Dans ce contexte, l’approche « une seule santé » est indispensable, plaide Thierry Lefrançois, vétérinaire et co-pilote de l’avis. Elle doit se traduire dans la recherche et dans la surveillance, tant au niveau local que national et international. Sur le risque infectieux par exemple, l’enjeu est de comprendre les transmissions entre différentes espèces ou de surveiller les mutations.
Anticiper et prévenir
Les recommandations du Covars sont ainsi centrées sur l’anticipation, la prévention et la recherche. Des mesures sont à prendre « sans attendre », souligne l’avis, en coordination avec les instances européennes et internationales. Si des actions spécifiques à chaque risque sont développées dans de précédents avis du Covars, d’autres sont communes à l’ensemble. L’accent est mis sur la recherche avec un appel à un « soutien d’urgence » à des programmes de recherche « ambitieux et innovants, interdisciplinaires et intersectoriels », dans une approche exposome et « une seule santé ».

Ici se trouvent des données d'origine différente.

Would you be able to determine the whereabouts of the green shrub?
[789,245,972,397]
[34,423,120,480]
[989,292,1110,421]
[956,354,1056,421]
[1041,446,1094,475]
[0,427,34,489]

Le Covars invite aussi à mettre le paquet sur la prévention des infections respiratoires hivernales et des maladies chroniques, avec l’objectif de réduire l’encombrement des urgences et le poids de ces pathologies sur le système de soins. « Tous les lits occupés par les pathologies chroniques pourraient être libérés » de sorte que le système de soins puisse, en cas d’émergence d’une nouvelle menace infectieuse, « accueillir l’afflux de patients », résume Rémy Slama.
Dans le domaine des soins, les infections respiratoires hivernales constituent pour l’heure un « entraînement saisonnier » qui permet de tester la « plasticité » du système de soins, complète le Dr Xavier Lescure, infectiologue. Aussi, les communications sur les évènements identifiés dans l’avis sont « autant d’occasions de relation avec les citoyens pour désacraliser la notion de risque », une approche « utile pour la préparation et l’anticipation » de ces risques, estime le Pr Denis Malvy, infectiologue.